I remember my first “newly separated” holidays. I had a young son and felt sad and alone facing the holidays knowing the “we” traditions were a thing of the past. Add to that my new one income household and I just wanted the new year to come and skip the holidays. But, I also wanted to make the holidays special for my son. I was feeling guilty for the breakup of my family. But looking back at that first holiday 10 years ago, I know that we built new traditions and my son survived and continues to thrive. We didn’t have lots of presents, like Christmases before, but I have such special memories of setting up blankets, having a fire, making smores and watching the Polar Express and The Grinch with my sweet boy on Christmas Eve. These many years later, with a teenager on my hands… we still do that and you just can’t put a price on that!

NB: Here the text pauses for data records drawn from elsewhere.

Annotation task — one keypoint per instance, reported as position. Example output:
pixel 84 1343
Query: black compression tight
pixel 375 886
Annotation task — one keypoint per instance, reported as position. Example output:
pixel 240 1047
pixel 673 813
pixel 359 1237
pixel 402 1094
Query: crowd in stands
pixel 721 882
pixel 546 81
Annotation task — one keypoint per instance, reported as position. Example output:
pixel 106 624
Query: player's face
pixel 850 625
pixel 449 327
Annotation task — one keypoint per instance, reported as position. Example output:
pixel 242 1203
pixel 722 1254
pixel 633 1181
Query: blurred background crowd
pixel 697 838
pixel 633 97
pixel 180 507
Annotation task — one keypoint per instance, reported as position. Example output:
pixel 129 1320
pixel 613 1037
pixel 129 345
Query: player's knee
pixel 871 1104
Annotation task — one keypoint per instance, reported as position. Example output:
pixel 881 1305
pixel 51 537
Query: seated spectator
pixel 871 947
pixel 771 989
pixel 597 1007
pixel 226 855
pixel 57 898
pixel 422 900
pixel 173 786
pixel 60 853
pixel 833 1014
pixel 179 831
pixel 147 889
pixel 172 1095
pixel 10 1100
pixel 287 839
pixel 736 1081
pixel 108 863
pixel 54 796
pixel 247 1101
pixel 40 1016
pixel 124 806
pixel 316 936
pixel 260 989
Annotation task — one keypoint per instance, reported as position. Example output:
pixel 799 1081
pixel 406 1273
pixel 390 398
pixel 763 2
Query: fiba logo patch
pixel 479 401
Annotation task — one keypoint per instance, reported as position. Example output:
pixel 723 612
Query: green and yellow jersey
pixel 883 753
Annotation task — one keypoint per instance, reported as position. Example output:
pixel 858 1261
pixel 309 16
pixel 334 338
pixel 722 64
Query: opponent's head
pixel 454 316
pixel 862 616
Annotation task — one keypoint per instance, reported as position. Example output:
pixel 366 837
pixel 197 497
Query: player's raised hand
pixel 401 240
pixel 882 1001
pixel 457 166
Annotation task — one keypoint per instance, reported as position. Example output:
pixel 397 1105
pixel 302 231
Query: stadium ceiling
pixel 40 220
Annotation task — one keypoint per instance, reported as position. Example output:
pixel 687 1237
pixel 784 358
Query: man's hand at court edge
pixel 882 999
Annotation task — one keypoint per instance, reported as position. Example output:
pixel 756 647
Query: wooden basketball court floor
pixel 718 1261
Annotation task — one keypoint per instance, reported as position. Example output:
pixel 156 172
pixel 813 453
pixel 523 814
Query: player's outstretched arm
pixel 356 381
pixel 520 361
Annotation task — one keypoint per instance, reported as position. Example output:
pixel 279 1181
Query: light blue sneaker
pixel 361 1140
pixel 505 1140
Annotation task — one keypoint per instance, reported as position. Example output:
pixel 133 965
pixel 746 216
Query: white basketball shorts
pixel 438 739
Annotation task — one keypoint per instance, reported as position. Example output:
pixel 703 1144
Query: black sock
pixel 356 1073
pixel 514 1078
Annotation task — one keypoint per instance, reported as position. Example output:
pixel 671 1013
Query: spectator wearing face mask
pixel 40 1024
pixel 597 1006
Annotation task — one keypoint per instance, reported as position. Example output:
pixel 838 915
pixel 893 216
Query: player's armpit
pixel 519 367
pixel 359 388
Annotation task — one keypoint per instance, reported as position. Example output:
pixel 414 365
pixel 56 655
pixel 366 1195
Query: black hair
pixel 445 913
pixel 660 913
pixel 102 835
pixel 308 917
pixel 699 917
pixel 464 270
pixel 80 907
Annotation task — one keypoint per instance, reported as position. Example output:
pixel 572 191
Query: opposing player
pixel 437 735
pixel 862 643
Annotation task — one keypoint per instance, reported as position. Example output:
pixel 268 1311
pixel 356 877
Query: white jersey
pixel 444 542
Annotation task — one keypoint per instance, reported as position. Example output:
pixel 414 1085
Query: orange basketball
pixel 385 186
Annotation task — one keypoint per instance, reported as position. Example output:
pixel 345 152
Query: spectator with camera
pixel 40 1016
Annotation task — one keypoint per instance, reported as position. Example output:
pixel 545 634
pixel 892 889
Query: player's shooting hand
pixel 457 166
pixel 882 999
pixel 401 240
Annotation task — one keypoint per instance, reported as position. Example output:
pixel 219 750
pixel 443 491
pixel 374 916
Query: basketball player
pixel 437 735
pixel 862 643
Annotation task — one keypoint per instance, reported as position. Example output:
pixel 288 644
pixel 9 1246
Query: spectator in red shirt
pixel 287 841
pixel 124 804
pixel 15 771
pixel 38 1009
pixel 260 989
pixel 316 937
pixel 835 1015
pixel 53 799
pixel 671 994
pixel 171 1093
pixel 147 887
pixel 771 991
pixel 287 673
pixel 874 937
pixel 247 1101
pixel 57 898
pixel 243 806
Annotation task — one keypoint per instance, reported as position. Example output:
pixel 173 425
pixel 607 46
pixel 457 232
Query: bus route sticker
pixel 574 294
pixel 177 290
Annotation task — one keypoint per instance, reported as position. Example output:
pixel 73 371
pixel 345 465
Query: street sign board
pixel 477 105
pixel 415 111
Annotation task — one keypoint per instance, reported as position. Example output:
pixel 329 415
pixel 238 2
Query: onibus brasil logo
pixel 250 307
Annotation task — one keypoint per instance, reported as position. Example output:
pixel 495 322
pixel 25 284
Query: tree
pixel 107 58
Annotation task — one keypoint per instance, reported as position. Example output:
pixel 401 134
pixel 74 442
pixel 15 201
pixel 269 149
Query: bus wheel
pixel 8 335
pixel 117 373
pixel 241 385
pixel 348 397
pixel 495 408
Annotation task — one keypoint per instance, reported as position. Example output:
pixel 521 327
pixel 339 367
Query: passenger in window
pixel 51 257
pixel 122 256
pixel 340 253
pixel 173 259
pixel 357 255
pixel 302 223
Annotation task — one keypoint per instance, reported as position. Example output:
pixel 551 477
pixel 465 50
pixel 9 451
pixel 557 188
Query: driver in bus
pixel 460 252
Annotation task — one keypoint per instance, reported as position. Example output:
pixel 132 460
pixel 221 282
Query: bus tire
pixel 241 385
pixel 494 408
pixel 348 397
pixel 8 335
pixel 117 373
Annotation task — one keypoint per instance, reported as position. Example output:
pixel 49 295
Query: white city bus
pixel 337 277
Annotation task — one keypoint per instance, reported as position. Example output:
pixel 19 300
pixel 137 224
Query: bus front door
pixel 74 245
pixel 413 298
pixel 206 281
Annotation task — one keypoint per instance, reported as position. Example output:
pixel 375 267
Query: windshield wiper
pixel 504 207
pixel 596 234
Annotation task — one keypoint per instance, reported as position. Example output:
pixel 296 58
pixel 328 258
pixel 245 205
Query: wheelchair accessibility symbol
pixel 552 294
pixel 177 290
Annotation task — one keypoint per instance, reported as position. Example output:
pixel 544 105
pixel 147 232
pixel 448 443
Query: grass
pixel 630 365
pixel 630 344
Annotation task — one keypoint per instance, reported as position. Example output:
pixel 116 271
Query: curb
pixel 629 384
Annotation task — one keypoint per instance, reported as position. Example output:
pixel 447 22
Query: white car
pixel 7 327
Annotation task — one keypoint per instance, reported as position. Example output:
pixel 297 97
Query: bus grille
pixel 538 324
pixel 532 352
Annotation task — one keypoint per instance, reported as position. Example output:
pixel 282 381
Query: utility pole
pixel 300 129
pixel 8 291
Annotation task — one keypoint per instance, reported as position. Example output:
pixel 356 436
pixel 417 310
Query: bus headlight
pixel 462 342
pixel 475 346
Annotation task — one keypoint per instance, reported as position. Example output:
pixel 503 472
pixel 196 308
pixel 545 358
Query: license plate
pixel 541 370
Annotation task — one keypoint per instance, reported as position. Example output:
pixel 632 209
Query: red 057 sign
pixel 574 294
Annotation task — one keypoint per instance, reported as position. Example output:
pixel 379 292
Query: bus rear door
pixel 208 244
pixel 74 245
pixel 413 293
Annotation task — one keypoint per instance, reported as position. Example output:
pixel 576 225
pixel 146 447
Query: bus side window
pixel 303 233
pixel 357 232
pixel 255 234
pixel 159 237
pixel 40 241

In the spirit of the New You, here are some ideas if you are feeling like I was after my separation and divorce to put that Ho Ho Ho back in your holiday:
Downsize Your List
Take some time to really determine who you want to honor this holiday. If your custom is to give gifts to all your family members, try just doing presents for the kids, or do a “Secret Santa” so that everyone just has to buy one gift. I know it sounds goofy, but true gifts really do come from the heart and take many forms other than brightly wrapped packages. Even a beautiful card with a heartfelt note can mean the world to someone you care about.
What to Tell the Kids?
If they are old enough, be honest with them. Let them know things will be tight. Ask them what they really want this holiday – you might be surprised what they tell you. Those big-ticket items may have to wait until next year. What to do instead? When my son was young, the Dollar Store was my best friend. You can find decks of cards, coloring books and supplies, board games even great decorations. Make stockings and gift baskets and fill them will lots of fun activities. Create an advent or “countdown” calendar to open each day. Include a small surprise each day so your kids can feel the holiday spirit each and every day.
The Best Gift is Sometimes the Gift of Your Time
This is great not just for your children, but for friends, neighbors and family. Make “gift certificates” for yard work, car washes, babysitting. Take the time to help an older neighbor or family member organize their photographs or pantry.
Helping others has proven to be one of the best ways to turn your attitude around. It takes your mind off your troubles and sets such a wonderful example of helping others for your children. Donate your time and talents at the local domestic violence shelter, food bank or SPCA. And not just at the holidays – try choosing a different charity or nonprofit and volunteer one day a month with your children – then at the holidays, reflect back and share those experiences.
Let Everyone get in on the Action and Excitement of Decorating
You may have always been the person who decorated for the holidays and like things a certain way… but step back, allow your children to add their “expertise” to the decorating. We like to make handmade ornaments for our tree and to give to friends and they make great teacher gifts too.
Remember the Reason for the Season no Matter your Belief System
If you keep a positive and upbeat attitude I guarantee it will be contagious and “infect” your whole family. I know from my experience, that the holidays can be tough when you’re going through separation and divorce, but it also gets better.
Believe it or not, you’ll look back on that first holiday season and just like in How the Grinch Stole Christmas, remember what happened…” Well, in Whoville they say – that the Grinch’s small heart grew three sizes that day. And then – the true meaning of Christmas came through, and the Grinch found the strength of ten Grinches, plus two!”